Background reading

Read about the B-tree data structure in section 7.1. Note that the author provides code outlines for the B-tree insertion and deletion methods in that section that you can use as a starting point.

What to do

Your assignment is to construct a B-tree class. You should use the following class for the nodes of the B-tree:

template <typename T,int M>
class BTreeNode {
  friend class BTree<T,M>;
public:
  BTreeNode();
  BTreeNode(const T& el);
private:
  bool leaf;
  int keyTally;
  T keys[M-1];
  BTreeNode* pointers[M];
};

The keyTally member variable indicates how many of the M-1 possible keys in the node are currently being used.

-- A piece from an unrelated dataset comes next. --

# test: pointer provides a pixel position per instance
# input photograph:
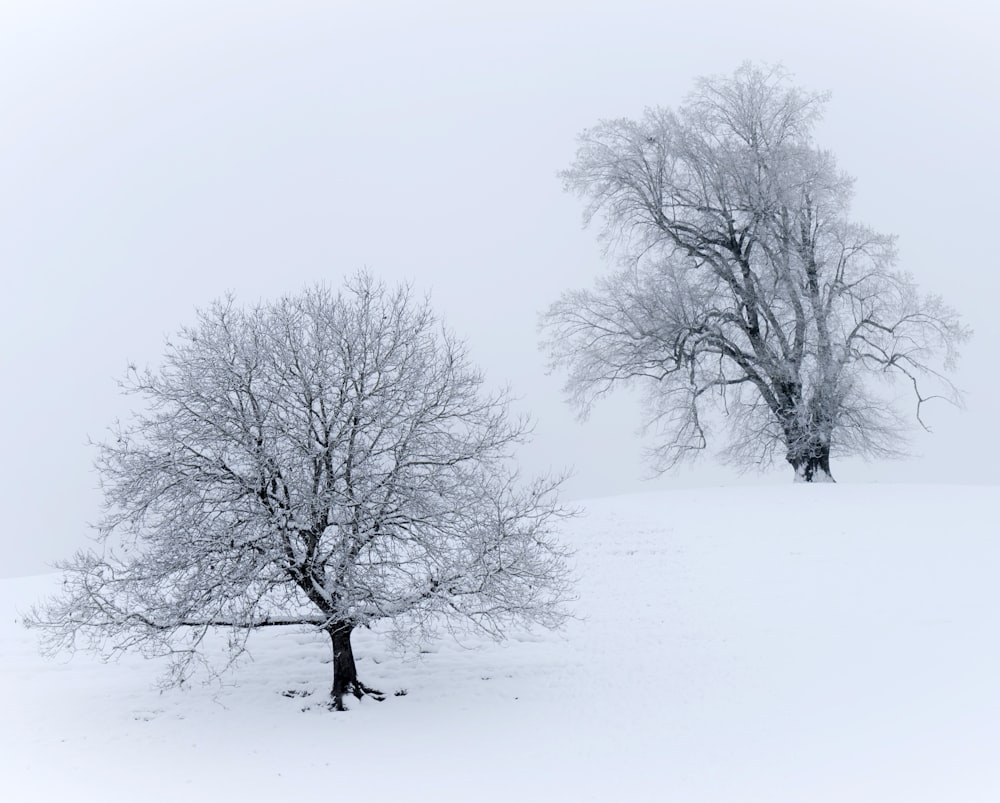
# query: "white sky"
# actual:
(155, 155)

Your B-tree class should support the following operations:

You will also want to construct a test program to test your B-tree class. Have the test program read a list of integers from a text file and insert those integers into an initially empty B-tree. Then, read a second list of integers from a second text file and have the B-tree remove those data items. Finally, have your test program run a traversal of the B-tree to print its contents out to cout. To make sure that you are testing your B-tree class thoroughly enough, make sure that you add enough data items to the tree to get the tree to reach a height of at least two.

Additional resources

Here are some additional resources to help you with this assignment.

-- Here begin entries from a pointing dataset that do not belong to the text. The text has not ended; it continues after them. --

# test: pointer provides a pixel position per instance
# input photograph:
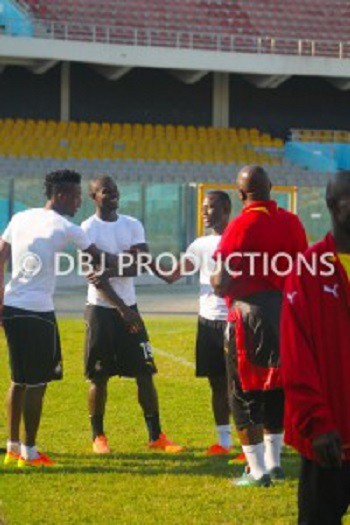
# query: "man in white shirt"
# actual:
(210, 356)
(32, 239)
(111, 347)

First, here are a pair of data sets for you to use. The first is a list of input data values you can use as data to insert into your BTree. The list contains 100 random numbers from the range 0-999. The list contains no duplicates. The second is a list of data items to remove from your BTree. This contains 40 random numbers from the range 0 - 999. Each one of these numbers is guaranteed to have already appeared in the list of data items to insert.

I suggest you use these input data values with a tree of arity M = 6. Once you get that arity working to your satisfaction you should also try using the same data sets with trees of arity M = 5 and M = 4. Your BTree class should be able handle all of these different arities correctly.

Next, here are a pair of helpful methods. These methods can be used to emit snapshots of your BTree structure that you can view in Mathematica.

template <typename T, int M>
void BTreeNode<T, M>::snapShot(std::ostream& out) {
  out << '\"' << keys[0];
  for (int n = 1; n < keyTally; n++) {
    out << ':' << keys[n];
  }
  out << '\"';
  if (!leaf) {
    out << '[';
    pointers[0]->snapShot(out);
    for (int n = 1; n <= keyTally; n++) {
      out << ',';
      pointers[n]->snapShot(out);
    }
    out << ']';
  }
}
template <typename T, int M>
void BTree<T, M>::snapShot(std::ostream& out) {
  out << "TreeForm[";
  root->snapShot(out);
  out << ']' << std::endl;
}

Finally, here is some advice on how to handle consolidations. One of the things you should be prepared for is cascading consolidations. One way that this can happen is that you remove a key from a leaf, which causes the leaf to underflow. After looking at both the left and right siblings of the leaf you see that the node and its sibling contain too few keys, so you should consolidate the leaf and its sibling into one leaf and also remove a key from the parent. In rare cases removing a key from the parent will cause the parent to also underflow, triggering the need to consolidate the parent with one of its siblings. In that case, you will need a pointer to the parent of the parent to be able to do that second consolidation. To obtain that grandparent pointer you will have no choice but to use a search process: back up to the root of the tree and conduct a search for one of the keys in the parent. As you do that search, maintain a trailing pointer that always lags one step behind the current search node. When the search node arrives at the parent, you will then be able to return the parent of that parent, which is the node you will need access to for the second consolidation.